We have ASUS RS700A-E9 platform with dual epyc 7501 and installed Proxmox 6.0 on 4 HDDs. We wanted to upgrade HDDs to 2xNVME but faced kernel panic.
tried with 5.0.21-4-pve and test kernel 5.3.7-1-pve Full logs captured from serial console attached.
Code:
[ 13.738723] i40e 0000:21:00.0: PCI-Express: Speed 8.0GT/s Width x8
[ 13.751726] i40e 0000:21:00.0: Features: PF-id[0] VFs: 64 VSIs: 66 QP: 119 RSS FD_ATR FD_SB NTUPLE DCB VxLAN Geneve PTP VEPA
[ 13.753397] {1}[Hardware Error]: Hardware error from APEI Generic Hardware Error Source: 4
[ 13.757378] {1}[Hardware Error]: event severity: fatal
[ 13.757378] {1}[Hardware Error]: Error 0, type: fatal
[ 13.757378] {1}[Hardware Error]: fru_text: PcieError
[ 13.757378] {1}[Hardware Error]: section_type: PCIe error
[ 13.757378] {1}[Hardware Error]: port_type: 4, root port
[ 13.757378] {1}[Hardware Error]: version: 0.2
[ 13.757378] {1}[Hardware Error]: command: 0x0407, status: 0x0010
[ 13.757378] {1}[Hardware Error]: device_id: 0000:40:01.2
[ 13.757378] {1}[Hardware Error]: slot: 238
[ 13.757378] {1}[Hardware Error]: secondary_bus: 0x41
[ 13.757378] {1}[Hardware Error]: vendor_id: 0x1022, device_id: 0x1453
[ 13.757378] {1}[Hardware Error]: class_code: 000406
[ 13.757378] {1}[Hardware Error]: bridge: secondary_status: 0x0000, control: 0x0010
[ 13.757378] {1}[Hardware Error]: aer_uncor_status: 0x00100000, aer_uncor_mask: 0x04500000
[ 13.757378] {1}[Hardware Error]: aer_uncor_severity: 0x004e2030
[ 13.757378] {1}[Hardware Error]: TLP Header: 00000000 00000000 00000000 00000000
[ 13.757378] Kernel panic - not syncing: Fatal hardware error!

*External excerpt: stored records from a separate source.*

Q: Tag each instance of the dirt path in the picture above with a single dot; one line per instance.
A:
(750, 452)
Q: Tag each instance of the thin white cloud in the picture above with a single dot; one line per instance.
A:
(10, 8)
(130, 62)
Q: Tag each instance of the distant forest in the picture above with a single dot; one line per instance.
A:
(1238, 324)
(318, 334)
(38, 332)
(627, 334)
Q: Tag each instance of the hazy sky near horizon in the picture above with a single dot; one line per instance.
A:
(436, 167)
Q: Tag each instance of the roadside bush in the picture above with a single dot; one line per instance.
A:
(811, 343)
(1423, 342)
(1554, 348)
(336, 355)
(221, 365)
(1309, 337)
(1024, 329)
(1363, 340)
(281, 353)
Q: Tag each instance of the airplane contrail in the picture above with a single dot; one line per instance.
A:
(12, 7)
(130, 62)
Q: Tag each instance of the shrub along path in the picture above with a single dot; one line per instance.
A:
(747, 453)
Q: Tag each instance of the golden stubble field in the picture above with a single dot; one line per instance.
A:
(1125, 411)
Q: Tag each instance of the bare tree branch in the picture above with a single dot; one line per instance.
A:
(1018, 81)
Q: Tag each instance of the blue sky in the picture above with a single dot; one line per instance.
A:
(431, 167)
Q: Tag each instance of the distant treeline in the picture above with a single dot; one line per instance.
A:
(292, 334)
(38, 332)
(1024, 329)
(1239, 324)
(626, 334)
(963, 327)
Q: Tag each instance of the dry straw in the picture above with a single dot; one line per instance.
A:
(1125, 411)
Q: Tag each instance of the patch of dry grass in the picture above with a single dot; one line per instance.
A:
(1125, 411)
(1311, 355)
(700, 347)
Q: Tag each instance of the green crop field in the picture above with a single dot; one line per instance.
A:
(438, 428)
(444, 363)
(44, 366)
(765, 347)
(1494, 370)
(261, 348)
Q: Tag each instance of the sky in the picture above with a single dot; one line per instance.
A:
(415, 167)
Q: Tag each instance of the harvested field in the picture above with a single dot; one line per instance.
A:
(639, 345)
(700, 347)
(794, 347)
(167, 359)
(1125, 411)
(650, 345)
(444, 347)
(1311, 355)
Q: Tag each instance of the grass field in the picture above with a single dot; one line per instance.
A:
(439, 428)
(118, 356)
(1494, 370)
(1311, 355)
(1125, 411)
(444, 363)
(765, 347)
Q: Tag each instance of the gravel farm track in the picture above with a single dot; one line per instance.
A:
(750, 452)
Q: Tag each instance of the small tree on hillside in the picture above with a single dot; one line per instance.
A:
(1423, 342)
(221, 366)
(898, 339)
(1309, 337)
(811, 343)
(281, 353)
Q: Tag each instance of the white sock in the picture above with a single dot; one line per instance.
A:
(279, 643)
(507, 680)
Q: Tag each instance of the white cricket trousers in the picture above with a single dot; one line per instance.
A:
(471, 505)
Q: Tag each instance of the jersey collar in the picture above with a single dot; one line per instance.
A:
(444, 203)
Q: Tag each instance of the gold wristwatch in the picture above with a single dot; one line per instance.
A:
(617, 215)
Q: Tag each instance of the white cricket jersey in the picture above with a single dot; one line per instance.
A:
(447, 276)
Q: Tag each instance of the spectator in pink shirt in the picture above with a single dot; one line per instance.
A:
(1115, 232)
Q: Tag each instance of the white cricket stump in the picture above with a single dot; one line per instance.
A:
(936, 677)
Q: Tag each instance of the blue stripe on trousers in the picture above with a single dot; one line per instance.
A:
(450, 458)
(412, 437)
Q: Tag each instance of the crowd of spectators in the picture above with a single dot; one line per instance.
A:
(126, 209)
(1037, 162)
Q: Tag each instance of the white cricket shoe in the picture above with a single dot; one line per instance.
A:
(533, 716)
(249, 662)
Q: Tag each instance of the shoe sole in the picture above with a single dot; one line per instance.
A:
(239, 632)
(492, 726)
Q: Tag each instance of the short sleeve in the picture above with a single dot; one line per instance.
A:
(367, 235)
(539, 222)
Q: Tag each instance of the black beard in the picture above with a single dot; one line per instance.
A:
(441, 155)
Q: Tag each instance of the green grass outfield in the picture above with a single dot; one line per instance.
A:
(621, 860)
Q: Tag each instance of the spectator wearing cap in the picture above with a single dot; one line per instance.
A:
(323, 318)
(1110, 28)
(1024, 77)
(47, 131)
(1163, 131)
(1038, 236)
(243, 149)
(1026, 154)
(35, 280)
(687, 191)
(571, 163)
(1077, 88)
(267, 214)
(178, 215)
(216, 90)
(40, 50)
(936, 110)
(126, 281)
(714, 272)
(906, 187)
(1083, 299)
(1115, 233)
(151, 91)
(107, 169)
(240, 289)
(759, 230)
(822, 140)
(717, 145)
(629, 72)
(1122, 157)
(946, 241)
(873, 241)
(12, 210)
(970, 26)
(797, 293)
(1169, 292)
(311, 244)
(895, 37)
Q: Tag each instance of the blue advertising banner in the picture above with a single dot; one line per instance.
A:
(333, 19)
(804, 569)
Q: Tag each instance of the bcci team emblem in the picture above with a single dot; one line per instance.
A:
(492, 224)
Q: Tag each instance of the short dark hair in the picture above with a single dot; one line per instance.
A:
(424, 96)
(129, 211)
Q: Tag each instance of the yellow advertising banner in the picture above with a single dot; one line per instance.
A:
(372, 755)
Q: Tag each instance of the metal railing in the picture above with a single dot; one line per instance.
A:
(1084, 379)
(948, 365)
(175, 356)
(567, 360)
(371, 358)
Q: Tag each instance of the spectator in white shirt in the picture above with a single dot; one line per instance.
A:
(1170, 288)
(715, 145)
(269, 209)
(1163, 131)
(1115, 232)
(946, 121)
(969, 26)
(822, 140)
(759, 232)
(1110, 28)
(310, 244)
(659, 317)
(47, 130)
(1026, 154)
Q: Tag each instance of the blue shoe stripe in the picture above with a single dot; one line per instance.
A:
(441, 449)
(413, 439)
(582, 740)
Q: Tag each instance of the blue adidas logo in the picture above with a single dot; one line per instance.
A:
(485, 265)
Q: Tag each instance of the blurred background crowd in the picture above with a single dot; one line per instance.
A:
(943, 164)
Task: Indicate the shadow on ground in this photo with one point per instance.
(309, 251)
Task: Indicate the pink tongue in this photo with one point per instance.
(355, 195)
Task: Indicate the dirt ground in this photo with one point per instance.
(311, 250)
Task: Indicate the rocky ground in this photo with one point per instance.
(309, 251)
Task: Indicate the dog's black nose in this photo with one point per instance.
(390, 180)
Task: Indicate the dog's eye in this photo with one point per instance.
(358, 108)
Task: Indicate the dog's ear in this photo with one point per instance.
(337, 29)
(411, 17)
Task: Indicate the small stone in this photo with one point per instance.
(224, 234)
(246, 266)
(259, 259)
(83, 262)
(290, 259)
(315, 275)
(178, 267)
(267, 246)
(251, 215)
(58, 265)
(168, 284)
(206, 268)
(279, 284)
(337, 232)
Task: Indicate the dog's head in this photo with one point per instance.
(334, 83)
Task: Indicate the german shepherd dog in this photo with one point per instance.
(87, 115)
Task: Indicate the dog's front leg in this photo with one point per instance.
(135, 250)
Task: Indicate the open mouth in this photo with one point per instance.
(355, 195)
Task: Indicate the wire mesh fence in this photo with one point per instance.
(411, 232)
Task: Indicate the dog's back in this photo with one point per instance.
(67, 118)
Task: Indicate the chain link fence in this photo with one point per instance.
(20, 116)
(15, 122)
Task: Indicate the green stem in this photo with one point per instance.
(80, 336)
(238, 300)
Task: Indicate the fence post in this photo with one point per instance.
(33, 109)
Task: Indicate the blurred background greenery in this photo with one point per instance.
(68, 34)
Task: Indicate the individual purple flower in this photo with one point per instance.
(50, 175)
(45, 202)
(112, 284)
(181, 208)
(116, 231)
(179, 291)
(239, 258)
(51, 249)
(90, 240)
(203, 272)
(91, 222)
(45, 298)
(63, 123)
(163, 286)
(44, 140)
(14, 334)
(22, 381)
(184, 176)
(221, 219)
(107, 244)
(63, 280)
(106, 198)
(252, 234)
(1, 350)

[ 13.757378] CPU: 5 PID: 0 Comm: swapper/5 Not tainted 5.0.21-4-pve #1
[ 13.757378] Hardware name: ASUSTeK COMPUTER INC. RS700A-E9-RS4/KNPP-D32 Series, BIOS 1301 06/17/2019
[ 13.757378] Call Trace:
[ 13.757378] <IRQ>
[ 13.757378] dump_stack+0x63/0x8a
[ 13.757378] panic+0x101/0x2a7
[ 13.757378] __ghes_panic.cold.32+0x21/0x21
[ 13.757378] ? ghes_irq_func+0x50/0x50
[ 13.757378] ghes_proc+0xe0/0x140
[ 13.757378] ghes_poll_func+0x2c/0x60
[ 13.757378] call_timer_fn+0x30/0x130
[ 13.757378] run_timer_softirq+0x38a/0x420
[ 13.757378] ? ktime_get+0x40/0xa0
[ 13.757378] ? lapic_next_event+0x20/0x30
[ 13.757378] ? clockevents_program_event+0x93/0xf0
[ 13.757378] __do_softirq+0xdc/0x2f3
[ 13.757378] irq_exit+0xc0/0xd0
[ 13.757378] smp_apic_timer_interrupt+0x79/0x140
[ 13.757378] apic_timer_interrupt+0xf/0x20
[ 13.757378] </IRQ>
[ 13.757378] RIP: 0010:cpuidle_enter_state+0xbd/0x450
[ 13.757378] Code: ff e8 17 9d 85 ff 80 7d c7 00 74 17 9c 58 0f 1f 44 00 00 f6 c4 02 0f 85 63 03 00 00 31 ff e8 2a d2 8b ff fb 66 0f 1f 44 00 00 <45> 85 ed 0f 89 cf 01 00 00 41 c7 44 24 08 00 00 00 00 48 83 c4 18
[ 13.757378] RSP: 0018:ffffafe8c0217e60 EFLAGS: 00000246 ORIG_RAX: ffffffffffffff13
[ 13.757378] RAX: ffff91f00e9621c0 RBX: ffffffff893629c0 RCX: 0000000333c38c26
[ 13.757378] RDX: 0000000333c38c26 RSI: 0000000333c38bfe RDI: 0000000000000000
[ 13.757378] RBP: ffffafe8c0217ea0 R08: ffffffffffc2f714 R09: 0000000000021a80
[ 14.707128] scsi 0:0:0:0: CD-ROM AMI Virtual CDROM0 1.00 PQ: 0 ANSI: 0 CCS
[ 14.714782] scsi 1:0:0:0: Direct-Access AMI Virtual Floppy0 1.00 PQ: 0 ANSI: 0 CCS
[ 13.757378] R10: 00000037e4dac2dc R11: ffff91f00e961044 R12: ffff91f000b3c000
[ 13.757378] R13: 0000000000000002 R14: ffffffff89362a98 R15: ffffffff89362a80
[ 13.757378] cpuidle_enter+0x17/0x20
[ 13.757378] call_cpuidle+0x23/0x40
[ 13.757378] do_idle+0x22c/0x270
[ 13.757378] cpu_startup_entry+0x1d/0x20
[ 13.757378] start_secondary+0x1ab/0x200
[ 13.757378] secondary_startup_64+0xa4/0xb0
[ 13.757378] Kernel Offset: 0x6c00000 from 0xffffffff81000000 (relocation range: 0xffffffff80000000-0xffffffffbfffffff)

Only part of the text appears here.